Digital nose for healthcare: Diagnosing diabetes and heart diseases via a low-cost digital nose

Title of the project

Digital nose for healthcare: Diagnosing diabetes and heart diseases via a low-cost digital nose.

Problem statement

Non-invasive diagnosis of different lifestyle diseases like diabetes and heart disease for the common population by breath analysis. The detection of the different biomarkers in human breath related to different diseases. This project will also enable early low-cost detection of Diabetic ketoacidosis, which is a serious metabolic condition that occurs when the body produces high levels of ketones and the pH of the blood becomes too acidic. Ketoacidosis is most commonly seen in people with uncontrolled diabetes, but it can also occur in alcoholics and other individuals with certain medical conditions. If left undetected, this condition is life-threatening and warrants urgent hospital care.

Project brief

Digital noise (d-nose) is an IoT device that detects smell. D-nose may have a number of health-related applications, especially with respect to low-cost and early detection of a number of diseases like diabetes, and heart and lung diseases. Here, a number of researchers have shown that certain biomarkers in the human body are related to the incidence of certain diseases. For example, in diabetic patients, body cells cannot metabolize the glucose in the blood properly. In such patients, when the liver breaks down fat for energy, ketones like acetone are produced. As acetone it is volatile, it can be detected in the exhaled breath. Prior research has shown that the concentration of acetone in breath is correlated with BGLs. As a result, the analysis of components in breath can be used as a non-invasive approach for blood-glucose level (BGL) monitoring diabetic patients. Based upon this example and other biomarkers of diseases, in this project, the PI and Co-PI plan to develop a low-cost digital nose for the non-invasive BGL monitoring of BGL patients. Thus, the device is supposed to not only predict a diabetic from a non-diabetic, but it is also going to assess the BGL level in mmlo/l, where levels greater than 7.11 is an indication of hyperglycemia or diabetes. Furthermore, depending on the availability of patients, we will also try to predict the incidence of cardiopathy (i.e., heart disease) among patients. The cardiopathy investigation would be first done with respect to the presence or absence of heart disease and later, based upon the availability of patients, may be extended to the type of heart disease. In this case, the data can come from patients who have been recently treated, or who are at high-risk and will be labeled based on the other standard clinical parameters.

Technologies involved?

  • Sensors: Digital noses use various types of sensors to detect and measure the chemical compounds present in a sample. The most common types of sensors used in e-noses include metal oxide sensors, conducting polymer sensors, quartz crystal microbalance sensors, and optical sensors.
  • Signal processing: Once the sensors detect the presence of different volatile compounds, the signals from the sensors are processed and analysed to identify the specific odors. This involves using algorithms and statistical models to identify unique patterns and signatures for different odors.
  • Machine learning: Machine learning techniques are often used in conjunction with signal processing to improve the accuracy of odor detection and identification. This involves training the digital nose on a large dataset of known odors and their corresponding sensor signals, so it can learn to recognize and identify new odors.
  • Data visualization: The results of digital nose measurements can be displayed visually in various formats to aid in interpretation. This may involve generating 3D plots, heatmaps, or other graphical representations of the sensor data.
  • Software and hardware integration: To develop a functional digital nose, it is necessary to integrate the various hardware and software components into a cohesive system. This involves designing and building the sensor array, developing the signal processing and machine learning algorithms, and integrating the various components into a user-friendly interface.

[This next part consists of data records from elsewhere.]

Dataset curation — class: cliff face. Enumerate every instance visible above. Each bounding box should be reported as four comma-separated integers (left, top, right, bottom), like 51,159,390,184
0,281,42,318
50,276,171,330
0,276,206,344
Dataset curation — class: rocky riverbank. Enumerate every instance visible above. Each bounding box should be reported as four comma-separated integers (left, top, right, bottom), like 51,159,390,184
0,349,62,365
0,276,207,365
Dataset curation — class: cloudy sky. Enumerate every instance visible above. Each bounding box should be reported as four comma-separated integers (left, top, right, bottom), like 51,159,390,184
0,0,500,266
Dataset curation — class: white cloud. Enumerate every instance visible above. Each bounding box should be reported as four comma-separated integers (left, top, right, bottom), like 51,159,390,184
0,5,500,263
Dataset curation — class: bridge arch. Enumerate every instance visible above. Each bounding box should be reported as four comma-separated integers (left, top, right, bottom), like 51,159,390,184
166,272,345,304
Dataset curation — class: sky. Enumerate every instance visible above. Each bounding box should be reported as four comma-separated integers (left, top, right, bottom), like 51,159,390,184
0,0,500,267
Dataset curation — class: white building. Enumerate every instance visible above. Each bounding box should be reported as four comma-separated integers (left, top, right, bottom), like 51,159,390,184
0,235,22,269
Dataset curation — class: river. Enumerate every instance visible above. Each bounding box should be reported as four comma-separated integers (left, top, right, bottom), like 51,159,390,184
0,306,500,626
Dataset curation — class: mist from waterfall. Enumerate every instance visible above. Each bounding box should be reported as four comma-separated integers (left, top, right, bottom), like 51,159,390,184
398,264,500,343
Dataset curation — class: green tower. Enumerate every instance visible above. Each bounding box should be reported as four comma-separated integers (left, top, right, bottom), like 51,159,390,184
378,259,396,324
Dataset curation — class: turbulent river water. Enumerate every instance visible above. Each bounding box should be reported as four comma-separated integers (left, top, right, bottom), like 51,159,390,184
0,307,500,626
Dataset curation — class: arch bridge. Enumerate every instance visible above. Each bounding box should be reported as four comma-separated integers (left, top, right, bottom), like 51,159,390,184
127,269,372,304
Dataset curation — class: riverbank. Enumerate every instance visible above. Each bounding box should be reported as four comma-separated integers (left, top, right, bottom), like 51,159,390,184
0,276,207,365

Solution is relevant to which industry

  • Food and beverage industry: Digital noses can be used to detect and identify the aroma compounds in foods and beverages, which can help food manufacturers develop new products, ensure product consistency, and monitor the quality of their products.
  • Environmental monitoring: Digital noses can be used to monitor air quality and detect the presence of harmful or noxious gases in the environment. This can be useful in a variety of settings, including industrial facilities, waste management facilities, and agricultural operations.
  • Healthcare industry: Digital noses can be used in medical diagnostics to detect and identify the volatile organic compounds (VOCs) present in breath samples, which can provide early detection of diseases such as lung cancer, diabetes, and other metabolic disorders.
  • Cosmetics industry: Digital noses can be used to evaluate the fragrance of cosmetic products, such as perfumes and deodorants, and ensure that they meet the desired specifications.
  • Military and security: E-noses can be used in military and security applications to detect explosives, chemical weapons, and other hazardous materials.

Overall, digital noses have the potential to be used in a wide range of industries where odor detection and identification are important, and their applications are continually expanding as technology advances.